Yeah, I've noticed that as well. What happens is that I switch to SMS for 2FA and, sure enough, about 5 minutes after I log in, I get the notification from the app on my phone for app based 2FA.

Cheers.

So the app notification is activated after you login using some other authentication method so that subsequent logins use the app push notification.

[Northern Flicker]

OP,
Keep using it.
It does the job.

It is a good method to use.

[dcabler]

Another option I haven't seen mentioned is that Fidelity also supports 2FA through its mobile app. When logging in online Fidelity pushes a notification to my app and I have to use a fingerprint and confirm that it's me accessing the account. I have this set as default for 2FA. My gripe with Fidelity is that I'd like to be able to use a OTP authenticator as a backup when the app push notification doesn't work (rarely occurs but does happen).
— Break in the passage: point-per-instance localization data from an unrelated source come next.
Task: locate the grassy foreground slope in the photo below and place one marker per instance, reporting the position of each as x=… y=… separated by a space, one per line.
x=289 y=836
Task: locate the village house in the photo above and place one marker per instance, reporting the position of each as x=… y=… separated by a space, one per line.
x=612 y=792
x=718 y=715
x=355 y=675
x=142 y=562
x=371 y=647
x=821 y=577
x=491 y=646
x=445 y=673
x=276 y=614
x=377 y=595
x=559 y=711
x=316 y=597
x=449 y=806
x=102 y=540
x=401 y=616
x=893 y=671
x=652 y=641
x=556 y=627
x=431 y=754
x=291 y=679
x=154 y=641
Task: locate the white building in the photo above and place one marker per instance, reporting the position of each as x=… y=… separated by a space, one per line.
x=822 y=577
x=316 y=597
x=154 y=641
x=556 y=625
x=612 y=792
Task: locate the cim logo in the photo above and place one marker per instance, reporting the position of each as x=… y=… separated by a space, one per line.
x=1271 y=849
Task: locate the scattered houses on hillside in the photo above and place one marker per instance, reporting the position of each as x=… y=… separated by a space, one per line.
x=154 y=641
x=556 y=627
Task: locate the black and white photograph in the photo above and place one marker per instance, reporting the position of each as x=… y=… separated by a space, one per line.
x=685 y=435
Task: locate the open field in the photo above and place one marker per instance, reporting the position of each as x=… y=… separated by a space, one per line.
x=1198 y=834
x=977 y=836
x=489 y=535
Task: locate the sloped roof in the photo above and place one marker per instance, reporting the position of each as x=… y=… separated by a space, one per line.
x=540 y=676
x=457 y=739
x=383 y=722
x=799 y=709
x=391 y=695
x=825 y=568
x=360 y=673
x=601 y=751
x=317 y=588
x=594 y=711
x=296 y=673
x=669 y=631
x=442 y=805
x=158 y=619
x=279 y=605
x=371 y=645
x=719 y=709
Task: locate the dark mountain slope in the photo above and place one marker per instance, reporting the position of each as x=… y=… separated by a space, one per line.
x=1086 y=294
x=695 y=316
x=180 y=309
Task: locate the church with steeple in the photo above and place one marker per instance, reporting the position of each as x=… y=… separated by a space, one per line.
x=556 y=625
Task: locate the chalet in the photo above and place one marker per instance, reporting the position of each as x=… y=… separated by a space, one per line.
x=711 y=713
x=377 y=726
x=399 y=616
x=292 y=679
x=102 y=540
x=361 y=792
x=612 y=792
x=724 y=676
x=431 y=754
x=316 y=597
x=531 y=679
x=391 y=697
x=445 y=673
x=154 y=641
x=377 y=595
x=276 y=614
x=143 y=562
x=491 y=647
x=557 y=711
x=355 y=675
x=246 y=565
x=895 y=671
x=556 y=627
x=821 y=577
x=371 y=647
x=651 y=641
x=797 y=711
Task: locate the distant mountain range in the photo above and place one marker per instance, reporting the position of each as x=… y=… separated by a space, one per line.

Currently, to have a backup I have to use text based OTP which is not ideal.

Yeah, I've noticed that as well. What happens is that I switch to SMS for 2FA and, sure enough, about 5 minutes after I log in, I get the notification from the app on my phone for app based 2FA.

Cheers.

So the app notification is activated after you login using some other authentication method so that subsequent logins use the app push notification.

That doesn't make sense to me.

99% of the time I tell it to use the app push method and it goes through as planned in a few seconds. Other times I wait a few minutes and after not having received the app notification, I then try the "try a different method box" which is just SMS. It goes through, then a few minutes after that I get the app notification. My assumption has been that it was simply a long delay due to whatever...

Cheers.

[Northern Flicker]

You have to log in successfully by some method other than the app push to establish the app push. The app push does not protect that other method, which still would be available to attackers, and needs to be locked down by some method as well.